En Isère, la gestion des Espaces Naturels Sensibles (ENS) est aujourd’hui au cœur d’une polémique qui révèle une défiance croissante envers la science et les acteurs historiques de la protection de la biodiversité. Dans une lettre ouverte datée du 25 février 2026, Michel Basset, président du Conservatoire des Espaces Naturels (CEN) Isère, alerte sur une décision unilatérale et sans concertation : le retrait de la gestion des 14 sites ENS associatifs à son institution.

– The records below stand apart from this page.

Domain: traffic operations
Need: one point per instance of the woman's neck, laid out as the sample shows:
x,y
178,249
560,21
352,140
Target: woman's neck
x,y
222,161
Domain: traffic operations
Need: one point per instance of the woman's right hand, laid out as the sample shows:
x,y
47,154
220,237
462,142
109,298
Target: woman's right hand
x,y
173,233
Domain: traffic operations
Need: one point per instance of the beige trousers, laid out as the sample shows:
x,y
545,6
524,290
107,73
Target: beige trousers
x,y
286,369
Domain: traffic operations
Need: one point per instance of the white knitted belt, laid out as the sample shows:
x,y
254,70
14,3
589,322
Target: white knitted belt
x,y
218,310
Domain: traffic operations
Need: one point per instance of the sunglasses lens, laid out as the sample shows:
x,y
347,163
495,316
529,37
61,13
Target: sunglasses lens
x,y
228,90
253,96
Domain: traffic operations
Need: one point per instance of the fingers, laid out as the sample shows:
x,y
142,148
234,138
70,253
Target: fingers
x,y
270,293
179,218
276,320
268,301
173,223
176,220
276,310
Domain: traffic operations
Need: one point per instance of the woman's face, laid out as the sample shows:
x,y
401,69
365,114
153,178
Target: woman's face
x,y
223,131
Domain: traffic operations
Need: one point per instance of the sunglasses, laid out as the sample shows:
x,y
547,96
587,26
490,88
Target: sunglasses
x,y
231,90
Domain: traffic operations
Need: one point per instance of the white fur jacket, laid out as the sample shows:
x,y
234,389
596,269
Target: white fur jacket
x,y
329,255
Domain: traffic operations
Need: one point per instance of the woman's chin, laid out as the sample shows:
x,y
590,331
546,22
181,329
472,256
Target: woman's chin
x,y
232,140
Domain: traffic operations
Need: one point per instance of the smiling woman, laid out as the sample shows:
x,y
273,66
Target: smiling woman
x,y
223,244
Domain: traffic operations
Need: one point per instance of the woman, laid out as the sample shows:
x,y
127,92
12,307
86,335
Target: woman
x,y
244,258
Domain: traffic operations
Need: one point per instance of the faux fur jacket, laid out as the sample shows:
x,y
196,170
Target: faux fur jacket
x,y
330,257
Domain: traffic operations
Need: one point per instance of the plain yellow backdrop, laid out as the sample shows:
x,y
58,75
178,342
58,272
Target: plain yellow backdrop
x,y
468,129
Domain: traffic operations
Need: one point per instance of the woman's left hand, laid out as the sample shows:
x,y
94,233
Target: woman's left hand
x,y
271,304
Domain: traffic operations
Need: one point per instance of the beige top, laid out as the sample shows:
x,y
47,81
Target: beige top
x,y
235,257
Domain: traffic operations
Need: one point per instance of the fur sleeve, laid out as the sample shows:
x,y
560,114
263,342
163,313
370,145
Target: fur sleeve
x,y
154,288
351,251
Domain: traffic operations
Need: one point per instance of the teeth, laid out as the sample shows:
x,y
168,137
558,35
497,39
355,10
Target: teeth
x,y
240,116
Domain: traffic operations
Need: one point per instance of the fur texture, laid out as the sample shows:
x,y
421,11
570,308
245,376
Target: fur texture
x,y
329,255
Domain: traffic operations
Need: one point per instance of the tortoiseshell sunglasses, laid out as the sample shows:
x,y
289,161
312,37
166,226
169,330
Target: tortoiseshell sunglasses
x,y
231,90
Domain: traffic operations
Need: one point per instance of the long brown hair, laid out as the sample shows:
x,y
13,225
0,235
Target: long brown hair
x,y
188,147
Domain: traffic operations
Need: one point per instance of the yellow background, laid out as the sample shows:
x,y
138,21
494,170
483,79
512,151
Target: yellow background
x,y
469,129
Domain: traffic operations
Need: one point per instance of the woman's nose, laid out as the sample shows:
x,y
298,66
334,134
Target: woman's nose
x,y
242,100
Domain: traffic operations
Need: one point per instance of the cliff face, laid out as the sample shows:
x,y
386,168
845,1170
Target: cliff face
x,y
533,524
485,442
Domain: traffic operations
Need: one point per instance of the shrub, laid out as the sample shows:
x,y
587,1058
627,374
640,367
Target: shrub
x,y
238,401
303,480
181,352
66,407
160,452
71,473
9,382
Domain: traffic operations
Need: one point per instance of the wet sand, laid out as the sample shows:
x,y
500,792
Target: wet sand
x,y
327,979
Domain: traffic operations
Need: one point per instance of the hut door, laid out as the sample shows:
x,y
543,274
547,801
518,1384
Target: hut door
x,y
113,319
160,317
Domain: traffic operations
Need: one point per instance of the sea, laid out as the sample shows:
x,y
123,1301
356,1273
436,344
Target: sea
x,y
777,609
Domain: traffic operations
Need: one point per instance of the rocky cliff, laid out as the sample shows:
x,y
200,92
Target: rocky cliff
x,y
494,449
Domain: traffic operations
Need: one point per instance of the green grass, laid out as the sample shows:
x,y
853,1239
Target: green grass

Une mesure qui menace non seulement l’avenir du CEN, mais aussi l’équilibre écologique de l’Isère et l’expertise accumulée depuis 40 ans.

Le CEN Isère : 40 ans d’expertise scientifique ignorés
Fondé sur un conseil scientifique composé d’experts reconnus en conservation de la nature, le CEN Isère a toujours œuvré pour un partage raisonné des espaces naturels, en collaboration avec les 14 communes concernées. Pourtant, la majorité départementale a choisi de priver ces territoires de cette expertise, au mépris des réalités écologiques et des besoins locaux.
Cette décision s’inscrit dans une stratégie plus large de démantèlement des politiques environnementales en Isère, où la science cède la place à une écologie partisane, déconnectée des enjeux réels. Comme le souligne Isère Écologie Solidarité (IES), « refuser d’écouter la science est devenu une habitude pour la majorité départementale ».
Le retrait de la gestion au CEN n’est malheureusement pas un cas isolé. Depuis 2015, la majorité départementale mène une politique systématique de démantèlement des structures environnementales :
- 2015 : Suppression brutale des subventions à la Maison de la Nature et de l’Environnement de l’Isère (MNEI), une institution clé pour la sensibilisation et la protection de la biodiversité.
- 2023 : Condamnation à la liquidation de la MNEI, après des années de désengagement financier. Seule la mobilisation des salariés et bénévoles a permis à la structure de survivre.
- 2026 : Omission volontaire des pesticides et des pratiques agricoles intensives dans le dernier schéma départemental pour la biodiversité, alors que ces facteurs sont la première cause d’effondrement des espèces en France (source : IPBES).
L’écologie doit-elle être aux ordres idéologiques ?
Face à ces décisions politiques, le groupe Isère Écologie Solidarité (IES) pose une question fondamentale : « L’écologie doit-elle être soumise aux ordres idéologiques de la majorité départementale pour être financée ? »
Pour IES, la réponse est claire : non. La protection de la biodiversité et la gestion des espaces naturels doivent reposer sur des bases scientifiques, en concertation avec les acteurs locaux, les experts et les citoyens. Le retrait de la gestion au CEN n’est pas une simple réorganisation administrative : c’est une atteinte directe à la crédibilité des politiques environnementales en Isère.
Les 14 communes concernées risquent de perdre à la fois une expertise reconnue en gestion des milieux naturels, des projets concrets de préservation de la biodiversité, et la protection des écosystèmes.
À terme, cette décision pourrait aggraver la perte de biodiversité dans un département déjà fragilisé par les changements climatiques et les pressions agricoles et urbaines.